2.16.2010

Southwest Airlines and Customers of Size


The hot topic in the today's news is the case of Kevin Smith and Southwest's two-seat policy for "customers of size." Mr. Smith bought two tickets for a flight from Oakland to Burbank. He was able to get on an earlier flight on which, unfortunately, two adjacent seats were not available. And that is where this tale of Southwest's public relations misadventure begins. Southwest Airlines determined that Mr. Smith did not fit into a single seat and asked him to deplane.
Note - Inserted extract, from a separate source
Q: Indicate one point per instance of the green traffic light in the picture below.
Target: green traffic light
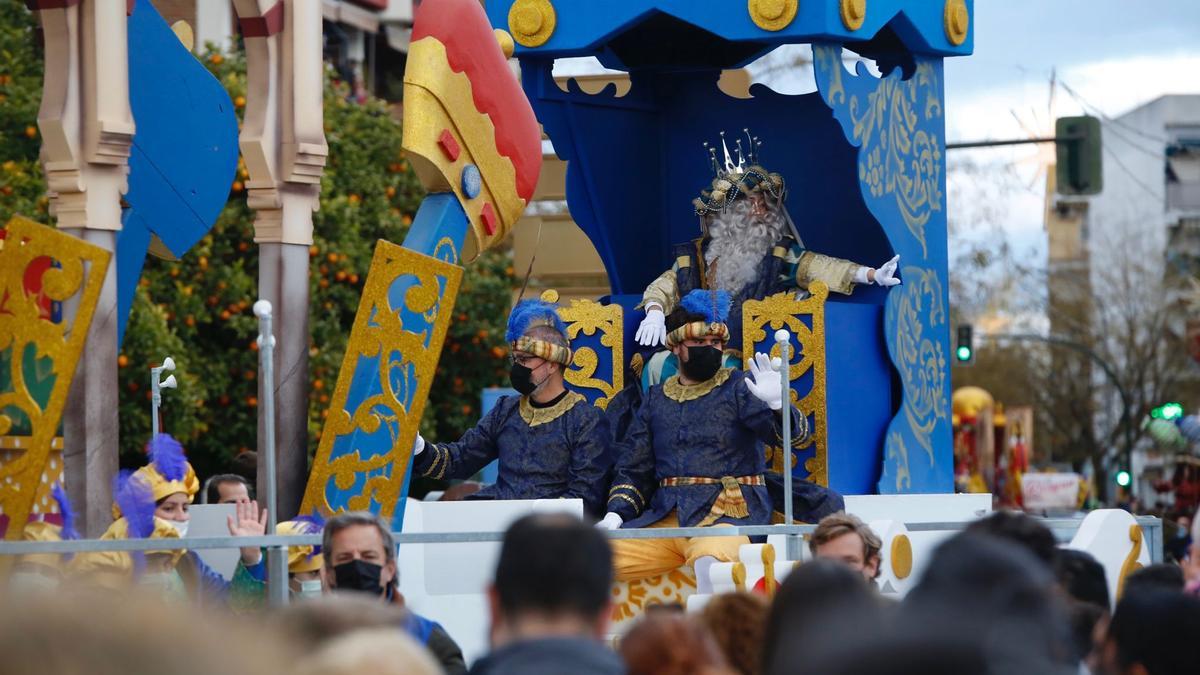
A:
(1168, 411)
This led to an exchange of blogs and tweets in which both parties wrote things they probably regret.

As a luxury travel consultant, my own issue in this incident is the entire question of comfort [sic] while flying in coach. I don't enjoy the "back of the plane" experience, but most of us who live in California do fly Southwest when traveling within state, and Southwest is an all-coach airline. SWA does offer a reasonably comfortable coach product with adequate pitch — their seats are not crammed as tightly as those of other airlines. Coach only becomes unbearable when the passenger in the neighboring seat is wider than that seat, and his/her body encroaches into your space.

I applaud Southwest's policy on "customers of size," requiring such passengers to purchase two seats.
As a Company committed to serving our Customers in Safety and comfort, we feel the definitive boundary between seats is the armrest. If a Customer cannot comfortably lower the armrest and infringes on a portion of another seat, a Customer seated adjacent would be very uncomfortable and a timely exit from the aircraft in the event of an emergency might be compromised if we allow a cramped, restricted seating arrangement.

When an adjacent passenger occupies space you paid for (i.e., any portion of the vertical space between your armrests), it is simply unfair. Southwest's PR in response to this incident was unfortunate, but their policy is laudable.